Se você não pode deixar binário, PowerForensics faz o mesmo em PowerShell puro:
Import-Module PowerForensics
Get-ForensicFileRecord -Path 'C:\$Extend\$UsnJrnl' |
ForEach-Object { $_.GetContent() } |
Set-Content -Path 'C:\Out\UsnJrnl-J.bin' -Encoding Byte
fsutil nativo
fsutil usn é a superfície de controle suportada para o journal, mas não é ferramenta de extração — sabe ler, consultar e apagar registros, não streamar o blob completo $J. É útil para verificar se o journal está ativado e dimensionado corretamente antes da extração:
fsutil usn queryjournal C:
Status: 0x00000000 com Maximum Size diferente de zero indica journal ativo. Um 0x80000005 ou similar significa que o journal está desativado e não há nada para extrair — ver a referência de fsutil usn para os comandos de ciclo de vida.
Após a extração
Com o arquivo $J em mãos, você o solta neste site ou o passa para a ferramenta de sua escolha. Os bytes esculpidos são exatamente a entrada esperada por parsers como usnrs, PoorBillionaire/USN-Journal-Parser ou MFTECmd do Eric Zimmerman.
Se você pegar também o $MFT (mesma vizinhança $Extend, entrada MFT 0), poderá resolver caminhos completos em vez de apenas nomes — ver o mecanismo de resolução de caminho em usnrs e a entrada $MFT do nosso parser.
Armadilhas comuns
- Copiar com o Explorador: o arrastar-e-soltar de
$UsnJrnlcopia silenciosamente o fluxo sem nome (vazio) e não$J. Use sempre uma ferramenta forense. - Journal desativado: máquinas em workgroup às vezes têm o journal desativado.

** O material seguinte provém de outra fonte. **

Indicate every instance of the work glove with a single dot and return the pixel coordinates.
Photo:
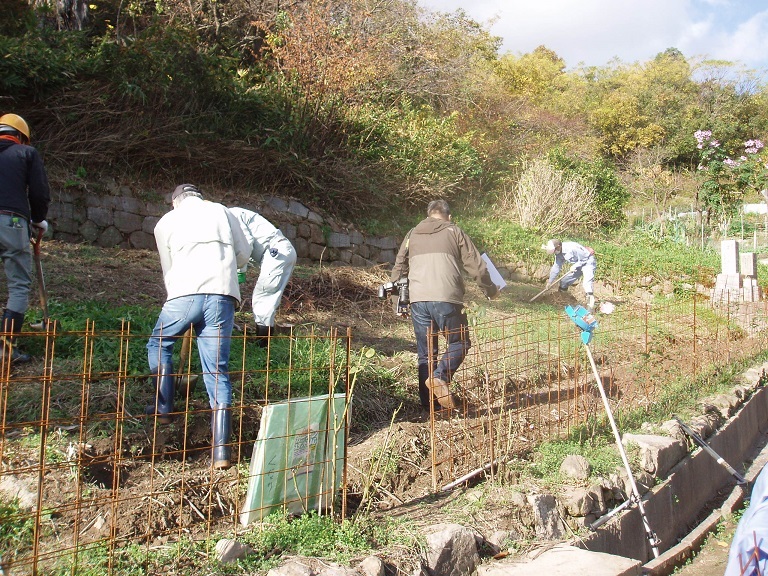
(40, 226)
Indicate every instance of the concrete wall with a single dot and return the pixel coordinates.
(124, 216)
(675, 506)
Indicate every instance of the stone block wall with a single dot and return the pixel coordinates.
(121, 216)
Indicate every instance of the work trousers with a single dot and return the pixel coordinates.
(212, 316)
(437, 318)
(17, 260)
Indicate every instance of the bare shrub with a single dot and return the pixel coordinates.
(548, 200)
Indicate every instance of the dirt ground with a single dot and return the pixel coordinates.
(328, 297)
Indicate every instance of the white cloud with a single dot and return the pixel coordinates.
(595, 31)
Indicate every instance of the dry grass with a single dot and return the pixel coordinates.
(546, 199)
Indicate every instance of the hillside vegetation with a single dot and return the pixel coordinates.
(370, 109)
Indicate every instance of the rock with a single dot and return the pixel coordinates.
(546, 518)
(576, 502)
(451, 550)
(598, 494)
(502, 539)
(658, 454)
(576, 467)
(724, 405)
(292, 568)
(705, 424)
(336, 570)
(14, 488)
(672, 429)
(371, 566)
(228, 550)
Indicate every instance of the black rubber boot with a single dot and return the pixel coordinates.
(262, 335)
(12, 323)
(424, 394)
(221, 426)
(164, 390)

fsutil usn queryjournalé a verificação mais barata. $Jcomeça com zeros esparsos: o journal é um fluxo sparse — os primeiros centenas de MB podem ser só zeros antes do primeiro registro real.usnrs, nosso parser e a maioria dos outros pulam automaticamente. Para escrever seu próprio parser,Skip::find_first_recordem usnrs é a implementação de referência mais curta.- Wrapping do fluxo: dependendo da atividade do volume, o ring buffer do journal pode ter virado — entradas mais antigas foram embora. O menor USN encontrado indica até onde vai o histórico disponível.